Trump may 'terminate' Russian Federation probe's Mueller says president's pal

Friend says Trump is considering 'terminating' Mueller

Report: President 'considering' firing Mueller - CBS46 News

United States President Donald Trump is reportedly considering sacking Robert Mueller - the special independent counsel appointed to investigate allegations of Russian meddling in last year's USA election - according to a friend and close confidant to the President.

Senior administration officials batted down the notion that Trump was considering firing Mueller after Christopher Ruddy, the CEO of Newsmax Media and a friend of the president's, alleged that he was during an appearance on "PBS Newshour" Monday.

Robert Mueller's investigation is looking into possible collusion between the Trump campaign and the Kremlin, and is also looking into financial crimes among Trump associates, the Post wrote, citing five unnamed intelligence officials.

Mueller was appointed to the position by Deputy Attorney General Ron Rosenstein on May 17, less than one week after Trump abruptly and without warning fired FBI Director James Comey - and subsequently admitted in a televised interview that he had "this Russian Federation thing" in mind when he chose to fire the widely respected FBI head.

Mr Ruddy said he spoke to the President on Friday.

A senior White House official confirmed that the president interviewed Mueller for the FBI post in the Oval Office the day before he was tapped by the deputy attorney general to serve as the special counsel in the Russian Federation investigation. If Trump were to make such a move, he would have to order Rosenstein to fire Mueller.

The obstruction of justice investigation into Trump began days after Comey was sacked on May 9, according to people familiar with the matter, the Washington Post said. She asked whether he has seen "any evidence of good cause" to fire Mueller.

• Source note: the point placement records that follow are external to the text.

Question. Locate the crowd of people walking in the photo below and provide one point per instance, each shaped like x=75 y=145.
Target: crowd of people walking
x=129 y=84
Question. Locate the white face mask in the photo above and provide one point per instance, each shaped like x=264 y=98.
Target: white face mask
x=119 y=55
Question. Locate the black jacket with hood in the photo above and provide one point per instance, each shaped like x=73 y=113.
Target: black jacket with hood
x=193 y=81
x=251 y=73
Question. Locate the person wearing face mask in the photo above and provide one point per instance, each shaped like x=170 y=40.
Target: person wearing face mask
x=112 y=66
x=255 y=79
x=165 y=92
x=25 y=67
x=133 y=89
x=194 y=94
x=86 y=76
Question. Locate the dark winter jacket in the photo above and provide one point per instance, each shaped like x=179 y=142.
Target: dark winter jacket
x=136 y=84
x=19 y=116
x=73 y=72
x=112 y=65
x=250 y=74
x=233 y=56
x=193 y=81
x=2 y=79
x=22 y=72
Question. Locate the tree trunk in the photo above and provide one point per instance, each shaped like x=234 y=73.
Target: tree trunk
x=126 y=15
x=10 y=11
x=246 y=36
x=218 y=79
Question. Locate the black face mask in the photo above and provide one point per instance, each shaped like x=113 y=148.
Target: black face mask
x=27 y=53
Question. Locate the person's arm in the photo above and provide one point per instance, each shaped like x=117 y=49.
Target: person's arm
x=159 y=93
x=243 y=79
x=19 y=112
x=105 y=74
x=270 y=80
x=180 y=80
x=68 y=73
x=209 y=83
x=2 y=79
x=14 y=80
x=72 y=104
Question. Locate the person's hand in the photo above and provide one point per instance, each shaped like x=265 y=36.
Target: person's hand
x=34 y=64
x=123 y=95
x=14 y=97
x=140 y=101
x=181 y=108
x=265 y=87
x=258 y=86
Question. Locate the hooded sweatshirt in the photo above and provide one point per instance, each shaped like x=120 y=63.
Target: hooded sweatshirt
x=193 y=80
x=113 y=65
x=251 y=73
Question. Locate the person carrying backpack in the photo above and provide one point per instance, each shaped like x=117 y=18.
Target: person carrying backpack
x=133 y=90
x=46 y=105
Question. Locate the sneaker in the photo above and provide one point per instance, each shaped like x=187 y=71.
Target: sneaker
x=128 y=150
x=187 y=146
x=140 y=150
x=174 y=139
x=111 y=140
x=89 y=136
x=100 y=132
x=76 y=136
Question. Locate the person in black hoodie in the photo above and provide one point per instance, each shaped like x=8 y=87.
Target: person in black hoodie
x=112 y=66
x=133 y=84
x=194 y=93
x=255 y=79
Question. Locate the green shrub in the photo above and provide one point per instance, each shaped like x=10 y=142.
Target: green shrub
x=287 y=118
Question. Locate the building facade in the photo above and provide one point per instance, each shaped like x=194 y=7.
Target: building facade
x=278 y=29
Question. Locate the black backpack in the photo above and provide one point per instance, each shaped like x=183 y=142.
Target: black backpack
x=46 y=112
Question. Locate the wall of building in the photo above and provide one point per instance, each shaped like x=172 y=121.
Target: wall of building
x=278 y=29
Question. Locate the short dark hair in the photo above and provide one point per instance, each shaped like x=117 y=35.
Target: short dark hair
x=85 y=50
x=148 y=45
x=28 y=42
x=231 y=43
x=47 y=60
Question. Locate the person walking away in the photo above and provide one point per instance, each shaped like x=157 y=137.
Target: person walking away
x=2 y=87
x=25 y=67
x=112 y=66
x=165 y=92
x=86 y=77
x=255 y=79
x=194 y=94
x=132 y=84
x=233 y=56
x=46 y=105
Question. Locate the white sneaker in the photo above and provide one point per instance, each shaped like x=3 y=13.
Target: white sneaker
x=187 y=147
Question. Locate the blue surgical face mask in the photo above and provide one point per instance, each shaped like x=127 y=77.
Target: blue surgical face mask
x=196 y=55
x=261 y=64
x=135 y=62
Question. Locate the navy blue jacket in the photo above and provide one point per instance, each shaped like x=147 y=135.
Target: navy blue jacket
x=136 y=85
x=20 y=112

Sarah Huckabee Sanders, a White House spokesman, said Monday that "Chris speaks for himself", and declined to comment further. Any such step would face a steep hurdle as it would require approval by the U.S. House of Representatives, which is controlled by Trump's fellow Republicans. "I think he is weighing that option".

"In this case, we have what could serve as a trial balloon", he said on "Anderson Cooper 360", suggesting that it might be a way to test public reaction.

Just weeks ago, Mr Gingrich heaped praise on Mr Mueller, hailing him as a "superb choice" for special counsel whose reputation was "impeccable for honesty and integrity". "Look who is hiring".

"We're not going to let the President choose who conducts this investigation", he said.

Rep. Adam Schiff, of California, the top Democrat on the Intelligence Committee, warned Trump that dismissing Mueller would ultimately be futile, saying "Don't waste your time".